Originally Posted by
Emil Miller
It may not be a good sign but it shows that my interest in the subject is more thorough than your own. This thread was ostensibly about Mein Kampf but ,inevitably, it went off topic to the man himself. The reason being that despite all the obvious things we know he was responsible for, there are others that tend to get overlooked in the blanket condemnation. Hitler's childhood was traumatic and this, added to the defeat of Germany in WW1, may have been the reason for his behaviour but, either way, his arrival on the political scene is of massive importance in historical terms. My interest in German history certainly predates that of the Third Reich although its proximity to our times obviously gives people a chance to examine it more thoroughly than would otherwise be the case. In doing so, and without diminishing in any way the terrible things that occurred under his rule, it is obvious that everything about him should be considered and not just the mass murder and war. No matter how terrible a man he was and despite the propaganda build up, he remains one of the most interesting historical figures who will be studied and disputed for centuries to come.
Here's what George Orwell wrote about him during the WW11:
"I should like to put it on record that I have never been able to dislike Hitler...The fact is that there is something deeply appealing about him...It is a pathetic, dog-like face, the face of a man suffering under intolerable wrongs. In a rather more manly way it reproduces the expression of innumerable pictures of Christ crucified, and there is little doubt that that is how Hitler sees himself. ...He is the martyr, the victim, Prometheus chained to the rock, the self-sacrificing hero who fights single-handed against impossible odds...One feels, as with Napoleon, that he is fighting against destiny, that he can't win, and yet that he somehow deserves to."
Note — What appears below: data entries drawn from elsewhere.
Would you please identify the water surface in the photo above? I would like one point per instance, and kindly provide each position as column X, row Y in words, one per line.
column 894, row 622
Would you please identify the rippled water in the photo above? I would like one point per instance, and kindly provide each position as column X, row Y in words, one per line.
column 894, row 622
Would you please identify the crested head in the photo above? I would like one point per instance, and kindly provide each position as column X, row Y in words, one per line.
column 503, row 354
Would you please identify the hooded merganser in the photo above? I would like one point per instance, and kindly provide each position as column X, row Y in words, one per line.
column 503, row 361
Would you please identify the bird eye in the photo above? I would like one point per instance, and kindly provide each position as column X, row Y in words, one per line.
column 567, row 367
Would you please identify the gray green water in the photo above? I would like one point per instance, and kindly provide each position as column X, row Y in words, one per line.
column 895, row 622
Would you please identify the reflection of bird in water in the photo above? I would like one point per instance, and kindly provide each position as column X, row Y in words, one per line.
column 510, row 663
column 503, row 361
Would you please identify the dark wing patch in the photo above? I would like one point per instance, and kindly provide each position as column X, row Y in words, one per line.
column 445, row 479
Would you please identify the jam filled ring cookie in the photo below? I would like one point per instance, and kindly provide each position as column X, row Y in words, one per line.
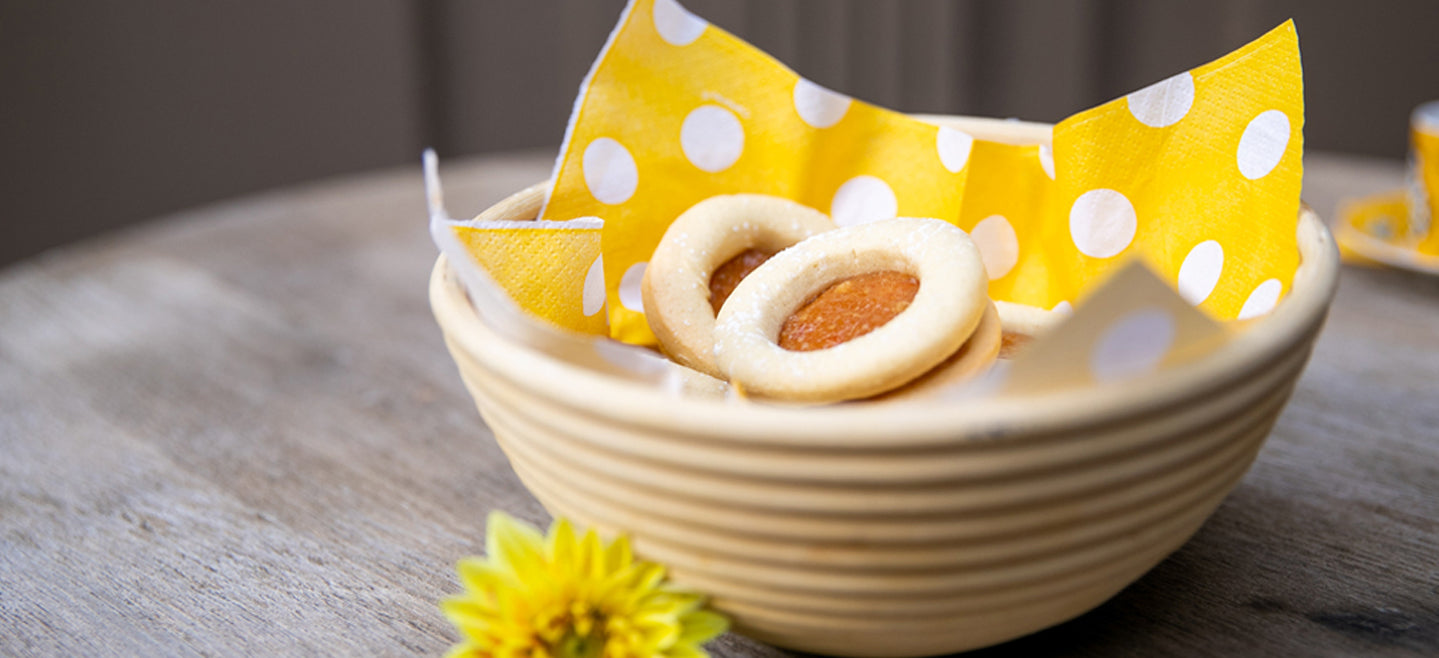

"He has grasped the falsity of the hedonistic attitude to life. Nearly all western thought since the last war, certainly all 'progressive' thought, has assumed tacitly that human beings desire nothing beyond ease, security, and avoidance of pain. In such a view of life there is no room for patriotism and the military virtues. The Socialist who finds his children playing with soldiers is usually upset, but he is never able to find a substitute for the tin soldiers; tin pacifists somehow won't do..... Whereas Socialism, and even capitalism in a more grudging way, have said to people, 'I offer you a good time,' Hitler has said to them, 'I offer you struggle, danger, and death,' and as a result a whole nation flings itself at his feet."
Couple this with the fulsome praise from Churchill during the 1930s that I have mentioned and the fact that Hitler was named Time Magazine's 'Man of the Year' in 1938, and it's plain to see that there was more to Hitler than one might expect.